A mulher grávida: um
vômito marrom e de uma consistência pastosa superficial, com pequenos pedaços
de comida. Tudo isso revelava que ela tentava se alimentar bem, mas que
conseguia comer apenas o suficiente, o básico, não era um vômito constituído
por muitas coisas. Porém seu bebê precisava de mais e aquela comida simples que
ela ingeria todo dia, estava fazendo mal pra ele e também pra ela. O pai da
criança a abandonou. Era difícil conseguir um emprego com uma gravidez já
naquele estágio avançado, morava de favor com a mãe, a senhora que tentava
acalmá-la no banco de trás, mas a mãe também era pobre e divorciada do marido,
por isso só conseguia colocar o básico na mesa.
Sobre vômito de João,
nem era necessário pensar muito. A coloração amarela já revelava praticamente
tudo sobre aquele rapaz. Tudo que foi dito aqui, sua extrema pobreza e o orgulho
de não comprar fiado ou pedir dinheiro emprestado ou até mesmo um prato de
comigo a alguém. Por isso mesmo, quase não se alimentava e quando vomitava a única
coisa que lhe restava era a própria bílis.
A revelação sobre o
vômito daquela mulher gorda foi a mais assustadora para João. Ela estava
morrendo! A cor negra do vômito que foi despejado sobre o seu peito,
significava que para além do alimento e dos ácidos produzidos no estômago,
havia sangue misturado a tudo isso. Combinação que resultava naquela cor negra.

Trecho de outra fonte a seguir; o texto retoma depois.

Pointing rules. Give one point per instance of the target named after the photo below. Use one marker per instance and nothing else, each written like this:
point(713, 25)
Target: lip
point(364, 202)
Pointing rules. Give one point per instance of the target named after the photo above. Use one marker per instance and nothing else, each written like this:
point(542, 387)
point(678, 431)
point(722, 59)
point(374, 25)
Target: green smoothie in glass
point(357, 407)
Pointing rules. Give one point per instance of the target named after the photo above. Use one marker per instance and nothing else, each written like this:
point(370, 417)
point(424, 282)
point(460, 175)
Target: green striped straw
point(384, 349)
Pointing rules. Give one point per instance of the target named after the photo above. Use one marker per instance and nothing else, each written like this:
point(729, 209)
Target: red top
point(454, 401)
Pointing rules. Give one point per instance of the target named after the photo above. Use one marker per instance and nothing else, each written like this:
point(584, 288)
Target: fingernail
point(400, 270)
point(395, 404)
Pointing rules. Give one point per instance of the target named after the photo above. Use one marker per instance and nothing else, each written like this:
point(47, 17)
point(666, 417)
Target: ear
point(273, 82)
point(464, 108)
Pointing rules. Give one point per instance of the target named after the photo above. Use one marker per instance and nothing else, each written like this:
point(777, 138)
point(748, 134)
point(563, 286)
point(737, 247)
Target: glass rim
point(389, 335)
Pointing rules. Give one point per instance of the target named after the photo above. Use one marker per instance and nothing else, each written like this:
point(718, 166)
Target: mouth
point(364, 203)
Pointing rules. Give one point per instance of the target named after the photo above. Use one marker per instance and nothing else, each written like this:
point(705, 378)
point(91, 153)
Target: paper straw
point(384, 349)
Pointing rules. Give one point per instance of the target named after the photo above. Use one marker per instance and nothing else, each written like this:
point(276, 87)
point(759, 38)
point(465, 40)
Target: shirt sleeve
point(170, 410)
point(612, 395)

Sim, era por isso que xingava a todos. Uma doença grave, que quando recebeu o
diagnóstico já era tarde de mais. Não havia tratamento e nenhum médico
conseguia explicar o surgimento da doença, dia após dia a hemorragia interna
aumentava. Não era uma senhora muito religiosa, o único conforto que lhe restou
foi voltar-se contra o mundo, contra todas as pessoas. Malditas eram elas que
ainda possuíam saúde e não valorizavam isso. Não sabiam o que era estar com os
dias contados.
Chegando em casa, João
sequer se lavou ou ao menos tirou a roupa. Colocou na vitrola um vinil de jazz
pra tocar, a única coisa boa que seu pai havia deixado. Foi até a cozinha e
apanhou uma garrafa de conhaque barato, tirou a rolha e começou a beber deitado
no sofá, que por sinal também era sua cama. À medida que a música ia crescendo
João ria, ria descontroladamente. Da condição daquelas duas mulheres, da sua
própria condição, da sua mãe e no final da risada ofereceu um brinde a seu
velho pai. Mentiu sobre a análise de seu vômito, mentiu porque não pesou que
toda a noite virava quase uma garrafa de conhaque ou de aguardente e que dentro
de si uma violência enorme crescia. Como não tinha pessoas a sua volta, o único
foco que restava era ele mesmo. Por isso, de tempos em tempos, seu corpo denunciava a
todas essas agressões, através de um simples, um ruidoso vômito.